Digital, maya, mungkin beberapa puluh tahun lagi kau benar-benar bisa melakukan teleportasi. Asyik sekali bukan? Tanpa perlu Doraemon, tanpa perlu menghafal mantera yang menyakitkan kau bisa pergi kemanapun yang kau inginkan. Enak sekali buat para koruptor untuk kabur. Tak perlu repot-repot buru-buru naik pesawat ke luar negeri sebelum kasusnya diungkit lagi. Tak perlu berpura-pura sakit untuk menghindari pemeriksaan polisi. Tinggal "blup" dan keberadaannya tidak diketahui. Bisa saja dia di puncak gunung rinjani atau malah berlibur di pulau hawai, ke mauna loa buat ngecek bagaimana keadaan bumi.
Haahh... sepertinya aku perlu mencuci sepatu. Sudah bau sekali mereka sepertinya. Maaf jika aku tidak suka pakai kaos kaki. Geli. Kalo tidak terpaksa ya tidak dipakai.

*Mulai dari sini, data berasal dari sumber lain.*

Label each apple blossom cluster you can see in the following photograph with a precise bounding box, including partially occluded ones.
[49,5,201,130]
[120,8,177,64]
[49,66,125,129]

Tiga tahun di kampus ini aku baru tahu kalau kampus ini punya penangkaran primata. Keren coy, walaupun belum pernah masuk kesana langsung, dan tadi siang hampir masuk tapi gak jadi. Tapi dengar cerita dari pak satpamnya sepertinya kece sekali. Walaupun mendengar cerita pak satpam, tapi mata mengarah ke pohon rambutan yang buahnya merah-merah siap untuk dipetik. Dan endingnya bareng beberapa anak SIL malah minta rambutan ketika bapaknya belum beres cerita.
Sampah ya? iya sampah banget. Biar lah. Biarin aja. Jarang-jarang nyampah.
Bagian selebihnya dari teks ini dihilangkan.